What am I doing wrong? Some selectors do seem to work, others not.

<div class="productTile__details___3lfva" data-automation-id="productTileDetailsOld">
<a aria-hidden="false" class="productTile__itemTitle___3B03g" data-automation-id="link" href="/ip/Fresh-Raspberries-12-oz/44390957">
<div aria-label="Fresh Raspberries, 12 oz" data-automation-id="name" name="Fresh Raspberries, 12 oz">Fresh Raspberries, 12 oz</div></a>
essiembre commented 4 years ago

Isn't this a duplicate of #683?

It works when I try. I get:

p_name = Fresh Raspberries, 12 oz

Please share your full config and a URL to reproduce.

svanschalkwyk commented 4 years ago

My http crawler is exhibiting strange behaviour. Tags that were extracted a short while ago, fail to extract when new extractions are added below them. Is it possible for you to take a look at what I have please? https://gist.github.com/svanschalkwyk/6ae9dfe8db317495078e2b573efaa78a

svanschalkwyk commented 4 years ago

Pascal, how to parse the $1.98 price from the snippet below? Mine is not working.

<dom toField="p_price" selector=".Price__salePriceItemDetail___3zgGh" extract="outerHtml" />
out of "class="Price__salePrice___3YEJa 
Price__salePriceItemDetail___3zgGh" 
data-automation-id="salePrice">$1.98</span>"
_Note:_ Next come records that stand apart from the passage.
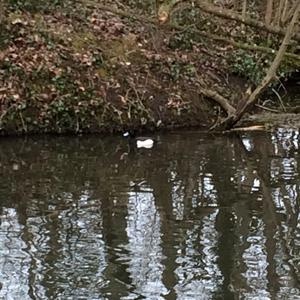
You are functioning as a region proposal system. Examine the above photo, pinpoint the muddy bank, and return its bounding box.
[0,0,298,135]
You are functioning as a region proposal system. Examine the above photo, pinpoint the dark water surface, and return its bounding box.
[0,129,300,300]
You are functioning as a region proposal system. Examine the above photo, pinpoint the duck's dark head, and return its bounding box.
[123,129,136,138]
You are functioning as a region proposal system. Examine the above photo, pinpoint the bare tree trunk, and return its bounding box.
[241,0,247,30]
[265,0,273,25]
[225,2,300,128]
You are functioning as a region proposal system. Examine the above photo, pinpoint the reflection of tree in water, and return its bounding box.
[0,129,300,299]
[0,208,30,300]
[175,210,223,299]
[126,186,167,299]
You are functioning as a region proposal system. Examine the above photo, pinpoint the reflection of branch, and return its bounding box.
[240,133,300,283]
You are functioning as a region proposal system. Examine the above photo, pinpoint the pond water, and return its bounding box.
[0,128,300,300]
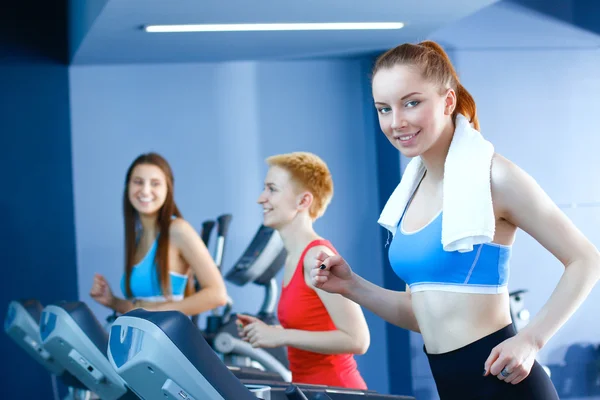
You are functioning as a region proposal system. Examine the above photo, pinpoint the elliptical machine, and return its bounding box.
[204,225,291,382]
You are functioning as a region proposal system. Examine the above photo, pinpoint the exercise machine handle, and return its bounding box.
[200,220,215,247]
[285,385,308,400]
[217,214,233,236]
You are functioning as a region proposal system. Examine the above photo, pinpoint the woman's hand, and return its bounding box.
[310,252,354,295]
[237,314,285,348]
[484,333,539,385]
[90,274,115,308]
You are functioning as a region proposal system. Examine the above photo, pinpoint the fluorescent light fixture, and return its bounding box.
[144,22,404,32]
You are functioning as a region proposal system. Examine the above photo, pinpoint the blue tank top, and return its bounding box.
[388,210,511,294]
[121,238,188,301]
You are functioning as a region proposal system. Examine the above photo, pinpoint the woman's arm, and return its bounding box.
[310,252,419,332]
[346,274,420,333]
[492,156,600,348]
[282,246,370,354]
[143,218,227,315]
[484,156,600,384]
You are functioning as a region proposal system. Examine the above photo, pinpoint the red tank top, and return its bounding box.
[277,240,367,389]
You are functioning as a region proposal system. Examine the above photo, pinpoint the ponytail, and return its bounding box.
[372,40,479,130]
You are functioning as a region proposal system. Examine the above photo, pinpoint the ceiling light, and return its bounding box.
[144,22,404,32]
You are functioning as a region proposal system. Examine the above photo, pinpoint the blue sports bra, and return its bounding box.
[121,238,188,301]
[388,210,511,294]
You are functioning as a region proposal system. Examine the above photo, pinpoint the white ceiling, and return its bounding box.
[71,0,497,64]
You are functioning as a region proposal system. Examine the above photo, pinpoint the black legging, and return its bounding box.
[425,325,558,400]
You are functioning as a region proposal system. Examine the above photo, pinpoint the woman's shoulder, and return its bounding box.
[302,238,337,270]
[169,217,197,241]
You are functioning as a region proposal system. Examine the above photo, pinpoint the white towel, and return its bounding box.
[377,114,496,252]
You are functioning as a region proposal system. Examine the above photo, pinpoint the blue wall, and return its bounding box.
[0,51,77,399]
[70,60,409,393]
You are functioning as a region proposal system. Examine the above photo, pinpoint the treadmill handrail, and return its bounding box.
[214,332,292,382]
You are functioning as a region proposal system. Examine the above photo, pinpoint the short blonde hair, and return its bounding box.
[266,151,333,220]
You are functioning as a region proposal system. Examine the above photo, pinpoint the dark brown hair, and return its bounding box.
[123,153,192,298]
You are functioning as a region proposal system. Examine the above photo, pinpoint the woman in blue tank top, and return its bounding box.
[311,41,600,400]
[90,153,227,315]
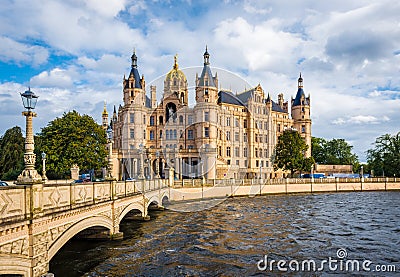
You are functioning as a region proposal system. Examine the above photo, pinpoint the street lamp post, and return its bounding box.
[42,152,47,182]
[138,144,144,179]
[156,151,160,179]
[106,126,113,179]
[17,88,42,185]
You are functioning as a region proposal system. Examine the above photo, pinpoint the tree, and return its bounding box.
[311,137,358,166]
[367,132,400,176]
[274,130,314,177]
[0,126,25,180]
[37,111,107,178]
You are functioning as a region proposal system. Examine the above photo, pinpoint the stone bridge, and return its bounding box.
[0,178,400,277]
[0,179,170,277]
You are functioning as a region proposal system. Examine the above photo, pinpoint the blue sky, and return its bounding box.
[0,0,400,161]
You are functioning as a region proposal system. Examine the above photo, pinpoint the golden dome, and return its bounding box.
[165,55,186,82]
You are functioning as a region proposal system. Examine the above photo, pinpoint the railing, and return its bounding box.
[0,179,168,224]
[174,177,400,188]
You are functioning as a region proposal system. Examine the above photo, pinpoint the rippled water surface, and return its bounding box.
[50,192,400,277]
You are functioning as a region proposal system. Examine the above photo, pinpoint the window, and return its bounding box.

I've tried span.PricesalePrice3YEJa.PricesalePriceItemDetail3zgGh and .PricesalePrice3YEJa.PricesalePriceItemDetail3zgGh and .PricesalePriceItemDetail3zgGh and [class=... and [class^=PricesalePriceItemDetail3zg ...

from

<div class="ProductPage__priceContainer___3WJNU">
<div class="ProductPage__groceryPriceOGContainer___iqCCL">
<span class="Price__containerPrice___qhIUd">
<span class="screenReaderOnlyText">1 dollar and 98 cents</span>
<span aria-hidden="true" class="Price__salePrice___3YEJa Price__salePriceItemDetail___3zgGh" data-automation-id="salePrice">$1.98</span>
</span>
<sub class="displayConditionPrice"></sub>
</div>
<div class="ProductPage__priceRightInfoNoOldPrice___3frai" data-automation-id="weighted-display-condition">each</div>
<div class="ProductPage__priceRightInfoNoOldPrice___3frai">
<span class="screenReaderOnlyText"></span><span class="screenReaderOnlyText">unit price is 1 dollar and 98 cents per pound</span>
<span aria-hidden="true" data-automation-id="price-per-unit" class="ProductPage__pricePerUnitOG___7fJIU">$1.98/LB</span><span aria-hidden="true" class="ProductPage__hideOnDOM___2P0GJ"></span></div></div>
essiembre commented 4 years ago

Can it be related to https://github.com/Norconex/collector-http/issues/683#issuecomment-617951754?

From the Gist you attached the HTML page does not seem to have that HTML content. So it looks like it is being pulled dynamically via JavaScript.

svanschalkwyk commented 4 years ago

It may be something with PhantomJS. I changed the classes to the classes in the downloaded files, and now most work. Some content appearing in the Chrome debugger does not appear in the downloaded file.